Halk arasında veya Mali Müşavirler camiasında Enflasyon Muhasebesi olarak adlandırılan kavram;
Esas itibarıyla;
* İşletme Mali tabloların uzun yıllar süren yüksek enflasyonun etkisinden arındırılması, işletme varlık ve kaynaklarının belirlenmiş katsayılar ile günün koşullarına göre yeniden düzenlenmesi veya değerlemesi olarak ifade etmek mümkündür.
* Daha basit ifade etmek veya örneklemek gerekirse; 15 yıl önce 100 bin TL ye alıp işletme aktifine kayıt etmiş olduğunuz bir vasıtanın, yıllar itibarıyla enflasyon verileri dikkate alınarak bugünkü rakamlara göre revize etmek demektir. (Düzeltilmiş değer yaklaşık = 1.700 Bin TL’dir)
* Yine bu varlığa sahip olurken öden parasal tutarında öz kaynak olarak tanımladığımız sermayeden harcanmış ise sermayenin edinim tarihinden bu güne kadar değerlenmesi gerekmektedir.

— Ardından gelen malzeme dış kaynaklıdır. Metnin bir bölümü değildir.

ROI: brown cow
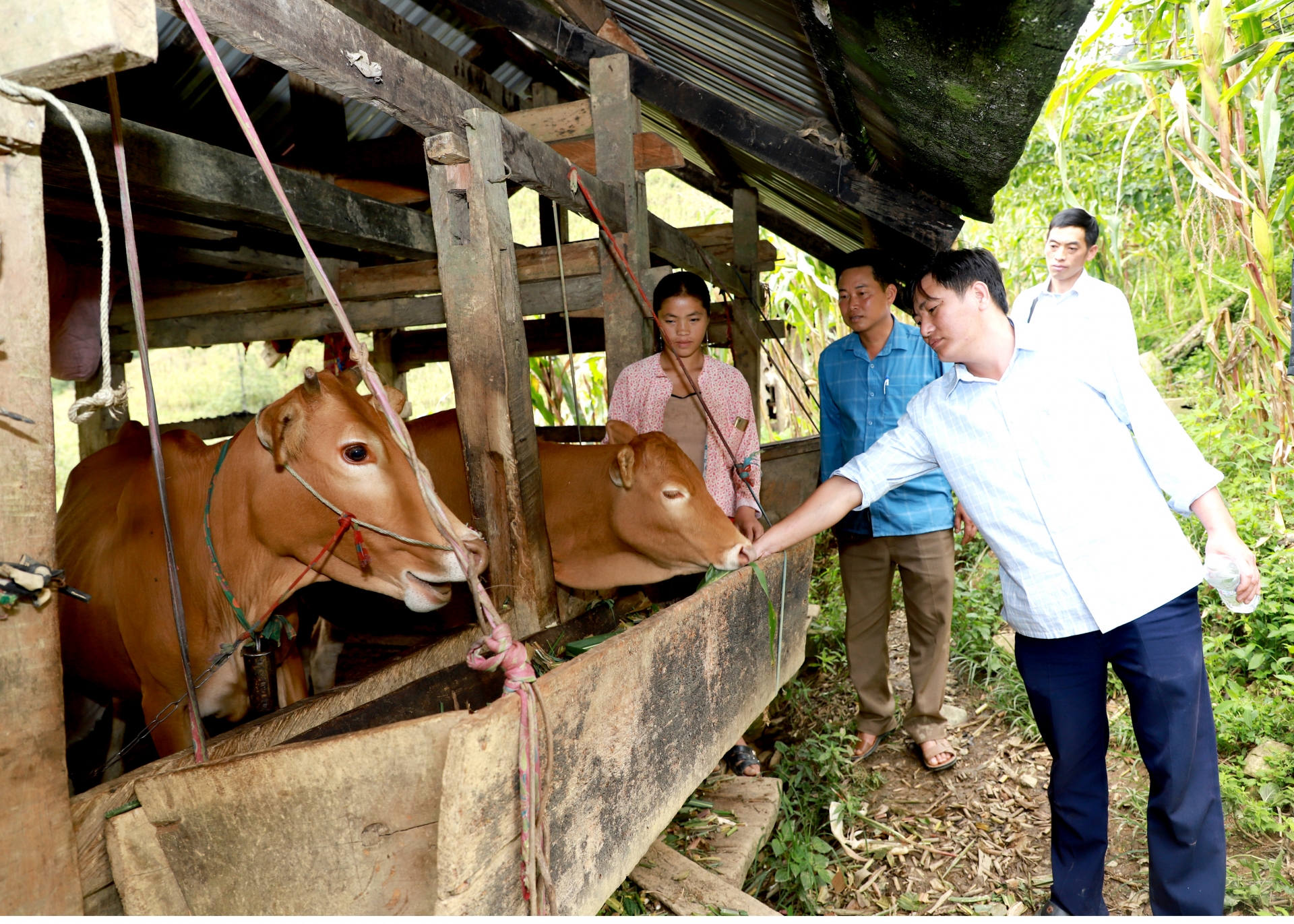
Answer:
[409,409,745,590]
[57,370,485,754]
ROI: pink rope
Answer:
[177,0,557,914]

* Kısadan hisse ile ilk bakışta gayet güzel bir uygulama olarak görülmektedir,
* Faydaları ;
• Mali Verileri enflasyondan arındırılarak gerçek durumuna yakın hale getirmektedir.
* İşletme ortakları, finansal tablo kullanıcıları ve finans kuruluşlarına daha doğru bir projeksiyon hazırlamaktadır,
* Yapılan bu düzeltmeler ile; işletmelerin gerçek değerlerine yakın verilere ulaşabilme imkanı sunmaktadır.
Ancak; asıl mesele bu anlatmaya çalıştığım güzelliklerin zararları var mıdır sorusunu akla getirmektedir,
İşletme; finansal mali verilerinde varlık ve kaynak dengesi iyi sağlanmamış ise, sahip olunan varlıkların değerlendirmesinden kaynaklı olarak vergi yükü ile karşılaşılması muhtemeldir, bu yasal düzenleme ile geçmişten 2023 yıllı sonuna kadar yapılan düzeltmeler vergiye tabi değildir, ancak 2024 yılı ve sonrasında (yüksek enflasyon devam edeceğinden), birinci örneğimizde alınan arabanın değerlenmesinden kaynaklı oluşan olumlu fark, sizlere ekstra vergi yükü yükleye bilmektedir.
Yani 2024 yılında hiç bir ticari faaliyetiniz olmazsa dahi, işletme aktifinde bulunan varlıkların değerlendirmesinden kaynaklı vergi yükü doğabilmektedir,
Elbette ki “vergi vermek Anayasal bir yükümlülük ve vatandaşlık görevidir” lakin anayasal tanımlama ile vatandaşlar veya vergi mükellefleri kazançları üzerinden vergilendirilirler, ortada olmayan bir kazanç üzerinde vergilendirilmek anayasaya aykırılık teşkil ettiği gibi, hukuk devleti ilkeleri ile de bağdaşmamaktadır.
“Deve hörgüç” misali her şeyin doğru olduğu bir ülkede tek yanlışımız enflasyon muhasebesi ve vergi yükü olsaydı keşke..!
* Vergi mükellefinin bilinçsiz olduğu,
* İşletme Mali verileri işletmelerin gerçek durumunu yansıtmadığı,
* Vergi Kanunları günün koşullarına uygun olmadığı,
* Kayıt altında olmamın kayıt dışılığa göre dezavantajlı olduğu,
* Günün ekonomik koşullarında kaynaklı varlıklarının bir bölümünü ve tamamını kaybetmiş işletmelerin olduğu,
•Finansa erişim kapılarının kapalı olduğu,
* Yüksek enflasyonist ortamdan kaynaklı olarak dün sattığı mallı bu gün geri alamayan tacirin olduğu, Ve daha sayabileceğimiz onlarca olumsuz tablo ve koşullar altında;
Enflasyon üzerinden vergi talebi hiç de adil olmadığı gibi gerek işletmelere yeni yükler yüklerken, bu işin hamaliyesini de Mali Müşavirler çekmektedir,
Öyle anlatıldığı gibi; bu işlerin yazılımlar programlar üzerinden çok kolay olduğu, bir kaç tuş ile çözüldüğünü yalanlarına da kimse inanmasın, vergi hukukunda zaman aşımı süreci 5 yıl iken, geriye doğru 20 yıllık verileri bugüne taşımak, bugüne endekslemek hiç de kolay değildir,
Kötü giden ekonomik tabloların faturasını vatandaş ve Mali Müşavirler ödememelidir.